MTA Fiber Holdings reports two of the current undersea cables that deliver broadband service to Alaska are nearing the end of their useful life.
The new network will have a capacity of up to 100 terabits per second, which the company expects to increase as demand dictates. By establishing a secure and reliable fiber connection to any point in the contiguous United States, the new network will provide MTA’s members, as well as others in the state, a fast data transport connection while saving the company money.
MTA currently pays significant broadband transport fees to other carriers to facilitate high-speed access for its membership. According to the company, the new all-terrestrial line will lower transport expenses and provide a secure and reliable route to the contiguous U.S. The network is seen as a long-term solution to give MTA and its members access to internet capacity while giving the option to reinvest funds in other parts of the company to better improve technology access.

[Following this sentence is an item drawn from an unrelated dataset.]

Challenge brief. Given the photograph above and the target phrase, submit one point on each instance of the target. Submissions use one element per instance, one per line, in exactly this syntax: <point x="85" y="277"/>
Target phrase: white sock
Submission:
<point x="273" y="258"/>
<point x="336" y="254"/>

“This new terrestrial network will ensure the future viability and growth of the internet in Alaska,” said MTA CEO Michael Burke, in a prepared statement. “Alaska’s leaders have talked about a terrestrial fiber optic path out of the state for more than 20 years. We are pleased to be the ones to be able to make this a reality. This will be a major win for the people who live, play and work in Alaska, supporting business, job growth, and ultimately, the state’s economy.”